Monday, December 20, 2021

Empty nest Syndrome

 When we were small, it was a great happiness when birdies would build nests in our garden. Given the number of trees, there used to be quite a few every year. It used to be a great fun feel watching the pair build the nest, guard the eggs, get the chickling their feed. We used to be party to the entire procedure, feeding the mama/papa birds with tidbits, standing guard to the nest, and so on, without touching the small ones because Aai used to say that birds do not accept the babies that human beings have touched. Once, there was a lovely blue bird that had thus nested. We  used to literally keep a vigil to guard its nest against a big, kite like bird.

Once the chicks had grown wings, felt sturdy and strong, they would just fly away. A chick, I remember, whom I used to feed drops of water and fine grains of rice because its mother seemed to have deserted it and it opened its beak each time I would go nearby, just flew away in my face.

For a few days, the empty nest seemed very lonesome, especially if were a sparrow's nest. All that busy f(l)urry activity, that eternal chirping would suddenly go mute, silent, lonely. At times, a new pair may build a new nest or settle down in the old one. The same lovely process of generation and re-generation would continue the whole season. We used to keep the lovely, at times plain crude, nests with a soft, downy mattress of cotton, thread and plumes inside. At times, some other pair would loot it and build its own  nest anew.

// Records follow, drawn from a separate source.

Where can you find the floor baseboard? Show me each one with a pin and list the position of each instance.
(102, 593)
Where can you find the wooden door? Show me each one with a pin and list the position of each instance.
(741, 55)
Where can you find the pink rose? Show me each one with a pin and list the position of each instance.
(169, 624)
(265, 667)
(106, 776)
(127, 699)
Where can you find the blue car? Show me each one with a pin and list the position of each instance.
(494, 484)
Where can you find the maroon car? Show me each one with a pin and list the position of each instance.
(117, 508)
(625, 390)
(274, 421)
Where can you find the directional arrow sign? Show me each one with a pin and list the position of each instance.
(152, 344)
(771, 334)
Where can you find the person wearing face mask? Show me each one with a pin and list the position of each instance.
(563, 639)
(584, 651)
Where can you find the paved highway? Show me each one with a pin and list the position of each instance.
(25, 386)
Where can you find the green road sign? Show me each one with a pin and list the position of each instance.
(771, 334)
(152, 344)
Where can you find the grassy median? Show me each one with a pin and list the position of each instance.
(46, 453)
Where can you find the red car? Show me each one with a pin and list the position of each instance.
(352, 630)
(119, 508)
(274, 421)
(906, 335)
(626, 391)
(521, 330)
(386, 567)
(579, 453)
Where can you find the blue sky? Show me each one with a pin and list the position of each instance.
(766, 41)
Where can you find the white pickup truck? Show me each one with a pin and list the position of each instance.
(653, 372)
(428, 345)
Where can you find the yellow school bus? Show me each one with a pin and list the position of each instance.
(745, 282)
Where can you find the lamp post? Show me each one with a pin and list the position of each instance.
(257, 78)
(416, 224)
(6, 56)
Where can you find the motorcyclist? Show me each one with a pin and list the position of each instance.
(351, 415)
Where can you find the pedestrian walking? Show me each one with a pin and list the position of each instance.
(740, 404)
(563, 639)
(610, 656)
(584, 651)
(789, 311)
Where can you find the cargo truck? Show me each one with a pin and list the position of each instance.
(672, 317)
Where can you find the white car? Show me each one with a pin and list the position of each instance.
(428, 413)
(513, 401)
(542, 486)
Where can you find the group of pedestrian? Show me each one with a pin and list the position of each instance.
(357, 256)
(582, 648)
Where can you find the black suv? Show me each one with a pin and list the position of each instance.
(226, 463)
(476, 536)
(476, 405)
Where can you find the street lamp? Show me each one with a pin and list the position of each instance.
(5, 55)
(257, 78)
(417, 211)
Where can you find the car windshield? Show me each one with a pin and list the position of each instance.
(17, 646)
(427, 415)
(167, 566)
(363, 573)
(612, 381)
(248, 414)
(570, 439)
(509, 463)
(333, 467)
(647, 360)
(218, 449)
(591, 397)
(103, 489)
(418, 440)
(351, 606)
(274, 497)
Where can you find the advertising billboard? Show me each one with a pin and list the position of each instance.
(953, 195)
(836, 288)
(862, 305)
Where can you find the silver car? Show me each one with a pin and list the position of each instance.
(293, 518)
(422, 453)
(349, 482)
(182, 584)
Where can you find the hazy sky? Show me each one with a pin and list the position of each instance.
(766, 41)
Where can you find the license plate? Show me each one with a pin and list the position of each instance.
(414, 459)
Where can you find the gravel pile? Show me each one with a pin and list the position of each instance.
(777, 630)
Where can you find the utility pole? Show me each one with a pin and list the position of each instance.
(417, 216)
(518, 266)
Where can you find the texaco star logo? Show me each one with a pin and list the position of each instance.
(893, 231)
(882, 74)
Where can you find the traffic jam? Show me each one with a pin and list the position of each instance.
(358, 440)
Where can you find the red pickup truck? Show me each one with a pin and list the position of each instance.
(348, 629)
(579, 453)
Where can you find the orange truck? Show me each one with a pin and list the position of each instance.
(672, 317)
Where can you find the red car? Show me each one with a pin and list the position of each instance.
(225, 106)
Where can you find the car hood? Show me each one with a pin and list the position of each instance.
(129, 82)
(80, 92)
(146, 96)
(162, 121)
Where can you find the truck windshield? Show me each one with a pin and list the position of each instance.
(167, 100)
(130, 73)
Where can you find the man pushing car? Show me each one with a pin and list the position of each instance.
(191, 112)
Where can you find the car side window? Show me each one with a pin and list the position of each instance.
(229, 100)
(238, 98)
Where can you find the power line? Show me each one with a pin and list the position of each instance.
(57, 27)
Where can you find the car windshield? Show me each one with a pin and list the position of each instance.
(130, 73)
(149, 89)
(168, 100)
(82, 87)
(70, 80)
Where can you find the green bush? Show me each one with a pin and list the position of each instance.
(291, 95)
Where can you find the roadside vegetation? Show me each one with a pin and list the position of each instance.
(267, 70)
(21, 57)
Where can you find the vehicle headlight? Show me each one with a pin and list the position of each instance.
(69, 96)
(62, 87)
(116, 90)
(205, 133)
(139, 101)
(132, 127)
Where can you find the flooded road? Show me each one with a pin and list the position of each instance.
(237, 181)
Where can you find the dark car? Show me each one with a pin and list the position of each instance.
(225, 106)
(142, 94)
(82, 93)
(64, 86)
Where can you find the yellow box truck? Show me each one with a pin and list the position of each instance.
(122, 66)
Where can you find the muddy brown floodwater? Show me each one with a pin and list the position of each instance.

I suppose, every couple faces this feel, that empty nest syndrome, when children grow up, leave home for further education, for a bright future, for their togetherness with their partner. Busy with their new worlds, they cannot even imagine the happy, content, proud and yet deeply sad, lonely feel of the parents left behind. The home, ringing with the loud banging and the cheery singing/whistling, beginning with bathroom to the porch, suddenly appears deeply silent, and yet, for the parents, each shuffling step, with the now creaking knees, is full of the echoes of the little baby now a grown-up adult with a different horizon. Content, happy and yet lonesome, the empty nest syndrome!